Founded in 2016, Ip said its first goal was to create a place for Hong Kong’s African diaspora to taste familiar flavors and feel a sense of community in a city where some foreigners are more welcome than others.
“In Hong Kong there is still a lot of discrimination – even my husband experiences it,” Ip said. At Paul’s Kitchen, his customers have found a sense of community where they can speak freely when the going gets tough. “It’s like home,” she says.
Perhaps the biggest hurdle in attracting new customers, people who come in just for food, has been overcoming Chunking Mansions’ less-than-salty reputation.
“When I first came here I felt uncomfortable because I heard a lot of negative things,” Ip said. “Sometimes my clients come here and they don’t feel comfortable, so I told them to just call me and I’ll come and get you.”
Gradually, people learned to feel more comfortable and started to bring their friends with them. Now offering speed dating, Paul’s Kitchen has even become a place where hungry customers can meet their soul mate.
“We use our heart to run the business. I want to make it a home,” Ip said. “I want people to understand more cultures, and since they accept more cultures … they aren’t afraid, they don’t discriminate, because the world is so big, we have to love each other.”
Gordon Mathews, professor of anthropology at the Chinese University of Hong Kong, says that when he began researching his book “Ghetto at the Center of the World: Chungking Mansions, Hong Kong” in 2005, the reputation of building was rather dark.
“People thought Chungking Mansions was a pretty dangerous place, and crime was rampant there,” Matthews said. “There was maybe a little bit of truth, there were definitely more sex workers there than a few years later,” he said, adding that the police at the time told him that the building “was probably as secure as most other buildings. in Hong Kong.”
As vloggers and certain types of tourists still flock in search of a shocking experience in the details, it has calmed down somewhat, Mathews says.

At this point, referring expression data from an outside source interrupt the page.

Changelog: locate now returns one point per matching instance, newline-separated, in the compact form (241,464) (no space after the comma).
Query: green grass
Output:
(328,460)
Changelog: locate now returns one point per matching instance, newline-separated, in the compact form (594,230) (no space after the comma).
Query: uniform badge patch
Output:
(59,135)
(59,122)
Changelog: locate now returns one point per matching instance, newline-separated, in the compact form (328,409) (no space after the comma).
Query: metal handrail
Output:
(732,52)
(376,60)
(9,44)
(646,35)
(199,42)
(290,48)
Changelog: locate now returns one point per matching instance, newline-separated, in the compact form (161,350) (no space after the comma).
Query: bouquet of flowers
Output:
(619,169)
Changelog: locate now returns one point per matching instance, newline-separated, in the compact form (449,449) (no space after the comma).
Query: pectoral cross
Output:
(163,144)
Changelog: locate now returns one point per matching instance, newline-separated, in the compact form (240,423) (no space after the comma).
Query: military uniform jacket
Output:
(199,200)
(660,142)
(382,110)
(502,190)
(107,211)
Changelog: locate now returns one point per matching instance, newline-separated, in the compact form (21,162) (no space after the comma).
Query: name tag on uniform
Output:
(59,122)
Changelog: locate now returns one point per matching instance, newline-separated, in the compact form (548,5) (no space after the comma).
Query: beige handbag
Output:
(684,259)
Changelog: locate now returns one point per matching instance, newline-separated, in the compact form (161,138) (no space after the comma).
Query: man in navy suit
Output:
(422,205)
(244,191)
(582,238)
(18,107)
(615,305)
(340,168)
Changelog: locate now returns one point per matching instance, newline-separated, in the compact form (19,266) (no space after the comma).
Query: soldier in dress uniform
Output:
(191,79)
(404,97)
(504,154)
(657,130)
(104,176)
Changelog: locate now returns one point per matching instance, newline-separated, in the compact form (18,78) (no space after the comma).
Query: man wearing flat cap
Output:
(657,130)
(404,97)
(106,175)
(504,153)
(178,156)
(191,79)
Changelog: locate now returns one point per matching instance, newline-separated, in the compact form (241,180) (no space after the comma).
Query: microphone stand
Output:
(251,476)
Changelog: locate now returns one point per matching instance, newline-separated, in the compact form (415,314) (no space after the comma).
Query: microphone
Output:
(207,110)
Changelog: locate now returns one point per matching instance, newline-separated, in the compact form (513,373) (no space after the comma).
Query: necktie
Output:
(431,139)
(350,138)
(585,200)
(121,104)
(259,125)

Today, the space is increasingly seen as a unique part of the city and a widely adopted place. In October 2019, during the protest movement, when a pro-democracy activist was attacked by attackers wielding hammers, information later revealed that the attackers were of South Asian descent.
At the time, some feared the protesters would target minorities in retaliation, but instead nearly 1,000 supporters of the protest movement gathered at Chungking Mansions to support the building’s restaurants and the town’s ethnic minorities. .
“One thing I love about Chungking Mansions is that the people are so generous. I remember the night when all the buses were closed due to the protests and I couldn’t get home, so I was unexpectedly stayed in Chungking Mansions, ”says Matthews. “I went to a restaurant when I was 11 that had just closed and the owner quickly gave me a free meal. He didn’t have to, but that’s the kind of thing that happens.